Tolerability and acceptability
Tolerability of trial medication was monitored throughout the trial by questionnaire at the 4-weekly appointments. Acceptability and willingness to continue the trial treatment was assessed at 12 weeks using a questionnaire tested in previous trials.10, 21 Patients who dropped out from the trial were followed up by phone to assess acceptability and their reasons for withdrawal.
Sample size
A sample size of 84 patients, 21 in each of the four groups, was calculated based on the following assumptions: (a) to detect a difference of 10 mm Hg SBP (s.d.=10) in BP change between each of the active treatment (g1, g2 and g4: n=21, 21 and 21) and placebo groups (ptotal=p1+p2+p4 capsules: n=7+7+7=21), with 80% power and 95% confidence;10 (b) to account for 10% drop-out or non-attendance at one or more appointments; (c) to adjust for clustering using a design effect of 1.2 based on the formula: Design effect=(1+(size of cluster−1) × intracluster correlation coefficient of 0.02). Assuming a response rate of 15%, we estimated that we would need to invite about 840 hypertensive patients from the two large general practices.
Statistical analysis
Analyses were performed using PASW version 18 and SAS version 9.3. Statistical significance was set at P<0.05. Differences between the groups in baseline characteristics were assessed by χ2 and Fisher's exact test of binominal variables (gender, smoking, family history of premature cardiovascular disease, type of BP medication), by Kruskal–Wallis test for ordinal variables (number of BP medication) or one-way analysis of variance with Bonferroni adjustment and post hoc Dunnett's test for continuous variables (age, body mass index (BMI), blood lipids) after testing for their normal distribution by Kolmogorov–Smirnov test.

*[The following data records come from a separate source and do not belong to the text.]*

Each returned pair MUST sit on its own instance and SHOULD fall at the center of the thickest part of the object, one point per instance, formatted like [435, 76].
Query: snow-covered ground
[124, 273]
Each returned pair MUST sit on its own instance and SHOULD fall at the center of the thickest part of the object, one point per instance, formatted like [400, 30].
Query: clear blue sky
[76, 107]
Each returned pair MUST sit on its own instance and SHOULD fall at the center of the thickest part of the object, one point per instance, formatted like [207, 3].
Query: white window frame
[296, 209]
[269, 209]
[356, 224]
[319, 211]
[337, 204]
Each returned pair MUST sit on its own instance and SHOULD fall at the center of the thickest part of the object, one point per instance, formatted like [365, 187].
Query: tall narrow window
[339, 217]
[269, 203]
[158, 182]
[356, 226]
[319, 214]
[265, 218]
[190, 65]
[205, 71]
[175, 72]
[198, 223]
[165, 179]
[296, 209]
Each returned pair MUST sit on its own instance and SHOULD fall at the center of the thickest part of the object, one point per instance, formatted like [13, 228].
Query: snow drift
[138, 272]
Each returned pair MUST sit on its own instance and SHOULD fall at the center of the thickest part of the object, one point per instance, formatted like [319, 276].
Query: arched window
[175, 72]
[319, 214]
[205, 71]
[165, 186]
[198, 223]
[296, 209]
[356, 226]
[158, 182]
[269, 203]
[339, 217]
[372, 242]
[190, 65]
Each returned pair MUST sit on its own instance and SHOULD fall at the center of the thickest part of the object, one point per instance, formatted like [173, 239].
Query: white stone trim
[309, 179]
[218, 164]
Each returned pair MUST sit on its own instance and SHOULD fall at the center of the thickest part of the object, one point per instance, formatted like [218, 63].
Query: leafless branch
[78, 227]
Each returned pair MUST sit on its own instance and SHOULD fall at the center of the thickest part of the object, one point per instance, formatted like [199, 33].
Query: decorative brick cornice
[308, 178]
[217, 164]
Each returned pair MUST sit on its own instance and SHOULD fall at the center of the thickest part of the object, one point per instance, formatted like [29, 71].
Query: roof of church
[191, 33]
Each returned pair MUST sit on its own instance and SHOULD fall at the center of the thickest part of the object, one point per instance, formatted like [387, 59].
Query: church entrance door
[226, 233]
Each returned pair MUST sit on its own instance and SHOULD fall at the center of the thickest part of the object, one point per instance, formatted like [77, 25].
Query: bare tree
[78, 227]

A linear mixed-effects model analysis was used to assess the mean differences of SBP and DBP between the groups at 4, 8 and 12 weeks and over time compared with baseline. Compound symmetry was assumed. For covariate analysis, we incorporated the following variables into the model to test for potential confounding: age, BMI, gender, smoking status and number of BP medicines. Analysis by type of BP medication was not meaningful because of small patient numbers in the subgroups.
Primary analyses were by intention to treat, including all available data regardless of protocol deviations, and planned adjusted analysis, excluding data points owing to BP medication change or participant's non-compliance.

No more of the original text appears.